Aku merasakan kalau ada sebuah tangan yang tengan melingkar dari bahuku dan memelukku dengan erat. Aku tahu ini pasti Tei-neechan. Tapi apa yang dia lakukan?
"Maafkan nee-chan, Rin. Nee-chan benar-benar minta maaf," ucap Tei-neechan dengan nada lirih.
Aku menoleh untuk melihat wajah Tei-neechan. Dan aku sungguh kaget karena aku melihat Tei-neechan tengah menangis sambil memelukku. Kenapa Tei-neechan menangis? Apa aku berbuat salah?
"Maafkan nee-chan yang tidak bisa berbuat apa-apa untuk menyembuhkan Rin. Tolong maafkan nee-chan dan Len-kyun, Rin," ucap Tei-neechan lagi dengan isak tangis.
Aku menangis mendengar semua perkataan Tei-neechan. Ingin sekali aku membalas pelukan Tei-neechan, tapi aku tidak bisa melakukan apa-apa.
Tei-neechan, kumohon jangan menangis. Tei-neechan dan Len tidak salah apa-apa. Tei-neechan tidak perlu meminta maaf kepadaku. Akulah yang harusnya minta maaf kepada Tei-neechan karena sudah membuat Tei-neechan dan Len menjadi repot.
"Maafkan nee-chan, Rin," ucap Tei-neechan dengan tangisannya yang semakin deras dan juga pelukannya yang semakin mengerat.
Aku juga manangis semakin deras karena Tei-neechan terus meminta maaf kepadaku. Ingin sekali aku mengatakan memeluknya dan mengatakan kalau semuanya baik-baik saja. Tapi kenyataannya aku tidak bisa.
Aku mohon Tei-neechan, berhentilah menangis.
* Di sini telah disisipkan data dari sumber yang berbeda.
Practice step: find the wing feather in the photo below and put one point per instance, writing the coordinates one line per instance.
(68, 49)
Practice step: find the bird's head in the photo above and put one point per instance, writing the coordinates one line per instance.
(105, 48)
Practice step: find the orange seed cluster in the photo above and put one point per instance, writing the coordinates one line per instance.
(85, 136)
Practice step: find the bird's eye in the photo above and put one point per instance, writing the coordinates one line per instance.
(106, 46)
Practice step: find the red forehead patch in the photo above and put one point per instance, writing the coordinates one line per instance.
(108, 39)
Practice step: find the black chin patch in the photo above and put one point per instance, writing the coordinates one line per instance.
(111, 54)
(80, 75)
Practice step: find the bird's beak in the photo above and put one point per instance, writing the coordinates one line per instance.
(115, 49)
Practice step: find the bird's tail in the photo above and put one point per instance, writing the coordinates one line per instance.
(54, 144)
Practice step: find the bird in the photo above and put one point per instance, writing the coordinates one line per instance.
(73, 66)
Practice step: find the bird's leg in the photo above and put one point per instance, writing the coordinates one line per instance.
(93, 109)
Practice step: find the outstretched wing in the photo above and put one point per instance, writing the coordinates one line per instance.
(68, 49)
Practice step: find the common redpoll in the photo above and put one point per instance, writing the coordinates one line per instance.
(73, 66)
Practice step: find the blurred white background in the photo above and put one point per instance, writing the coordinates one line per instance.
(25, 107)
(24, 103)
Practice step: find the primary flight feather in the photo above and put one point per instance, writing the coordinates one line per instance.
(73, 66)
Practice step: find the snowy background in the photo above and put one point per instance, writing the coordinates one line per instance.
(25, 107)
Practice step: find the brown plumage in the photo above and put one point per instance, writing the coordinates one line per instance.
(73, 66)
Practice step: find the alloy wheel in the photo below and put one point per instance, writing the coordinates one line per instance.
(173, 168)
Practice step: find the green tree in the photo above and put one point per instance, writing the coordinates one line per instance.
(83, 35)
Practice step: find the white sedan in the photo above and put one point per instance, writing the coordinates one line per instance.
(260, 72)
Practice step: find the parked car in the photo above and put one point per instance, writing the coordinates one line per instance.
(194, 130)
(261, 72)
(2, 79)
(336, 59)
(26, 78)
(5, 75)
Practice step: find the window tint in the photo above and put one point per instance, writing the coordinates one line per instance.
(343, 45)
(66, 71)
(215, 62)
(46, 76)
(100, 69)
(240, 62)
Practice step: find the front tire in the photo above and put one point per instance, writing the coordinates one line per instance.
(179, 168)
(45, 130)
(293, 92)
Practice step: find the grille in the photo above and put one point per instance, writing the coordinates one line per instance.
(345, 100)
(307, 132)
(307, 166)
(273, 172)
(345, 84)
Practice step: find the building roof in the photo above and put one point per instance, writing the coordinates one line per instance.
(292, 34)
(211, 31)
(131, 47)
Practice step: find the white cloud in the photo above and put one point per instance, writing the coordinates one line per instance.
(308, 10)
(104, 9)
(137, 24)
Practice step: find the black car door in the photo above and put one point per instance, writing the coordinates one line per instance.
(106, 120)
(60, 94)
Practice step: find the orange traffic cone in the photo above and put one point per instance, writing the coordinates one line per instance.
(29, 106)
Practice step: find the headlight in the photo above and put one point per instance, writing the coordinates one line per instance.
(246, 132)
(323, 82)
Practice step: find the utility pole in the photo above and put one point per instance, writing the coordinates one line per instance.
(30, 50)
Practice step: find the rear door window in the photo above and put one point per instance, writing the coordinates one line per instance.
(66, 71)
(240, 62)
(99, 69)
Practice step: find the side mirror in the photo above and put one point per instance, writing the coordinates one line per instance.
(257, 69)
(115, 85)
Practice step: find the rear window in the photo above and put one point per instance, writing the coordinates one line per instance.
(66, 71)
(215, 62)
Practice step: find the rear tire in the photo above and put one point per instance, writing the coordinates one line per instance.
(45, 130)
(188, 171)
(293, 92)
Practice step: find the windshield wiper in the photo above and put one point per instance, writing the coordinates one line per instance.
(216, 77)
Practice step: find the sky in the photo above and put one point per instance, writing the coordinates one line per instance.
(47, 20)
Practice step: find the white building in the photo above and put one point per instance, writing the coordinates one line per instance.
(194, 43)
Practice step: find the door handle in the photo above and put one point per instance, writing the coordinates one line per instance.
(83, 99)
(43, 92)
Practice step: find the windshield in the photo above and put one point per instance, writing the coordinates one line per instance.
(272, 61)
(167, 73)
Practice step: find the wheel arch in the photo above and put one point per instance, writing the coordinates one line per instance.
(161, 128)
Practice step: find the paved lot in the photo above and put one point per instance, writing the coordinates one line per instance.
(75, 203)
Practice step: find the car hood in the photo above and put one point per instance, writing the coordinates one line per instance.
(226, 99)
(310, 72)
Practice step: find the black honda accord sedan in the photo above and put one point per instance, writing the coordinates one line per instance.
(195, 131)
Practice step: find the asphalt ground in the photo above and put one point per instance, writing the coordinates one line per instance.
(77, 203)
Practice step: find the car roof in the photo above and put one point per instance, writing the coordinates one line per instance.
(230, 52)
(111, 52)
Jangan sia-siakan air mata Tei-neechan untuk seorang sepertiku.
"Kenapa kita harus berpisah secepat ini, Rin? Nee-chan sungguh tidak mengingankan ini," ucap Tei-neechan lagi yang terus mengeluarkan air matanya.
Mendengar semua perkataan Tei-neechan. Aku semakin deras mengeluarkan air mataku. Kenapa Tei-neechan mengatakan hal itu?
Jika bisa, aku pasti sudah berkata kalau aku juga tidak menginginkan ini. Aku juga masih ingin bersama Tei-neechan. Aku ingin selalu bersama Tei-neechan. Tapi takdir berkataan lain, kenyataannya aku harus pergi jauh tidak lama lagi, Tei-neechan.
"Nee-chan masih ingin bermain bersama Rin. Nee-chan juga masih ingin pergi berjalan-jalan dengan Rin. Tapi kenapa kita harus berpisah secepat ini?" tanya Tei-neechan entah kepada siapa.
Apakah Tei-neechan tahu? Aku juga masih ingin melakukan itu semua dengan Tei-neechan. Bermain bersama, pergi bersama. Aku ingin melakukan semua itu bersama Tei-neechan. Tapi kenyataannya aku tidak bisa Tei-neechan.
Berhentilah menangis Tei-neechan. Aku tidak ingin melihat Tei-neechan menangis, meskipun sekarang ini aku juga tangah menangis.
"Nee-chan berjanji akan membahagiakan Rin. Nee-chan berjanji," ucap Tei-neechan yang masih terus menangis.
Terima kasih Tei-neechan karena telah mau membahagiakan aku. Aku juga ingin membalas semua kebaikan Tei-neechan. Tapi sungguh aku tidak bisa melakukan itu semua.
Sekali lagi terima kasih Tei-neechan. Terima kasih Len. Terima kasih Oliver. Terima kasih semuanya.
Setelah puas menangis, aku langsung mengahapus semua air mata yang masih terseisah. Dan sepertinya Tei-neechan juga melakukan hal yang sama.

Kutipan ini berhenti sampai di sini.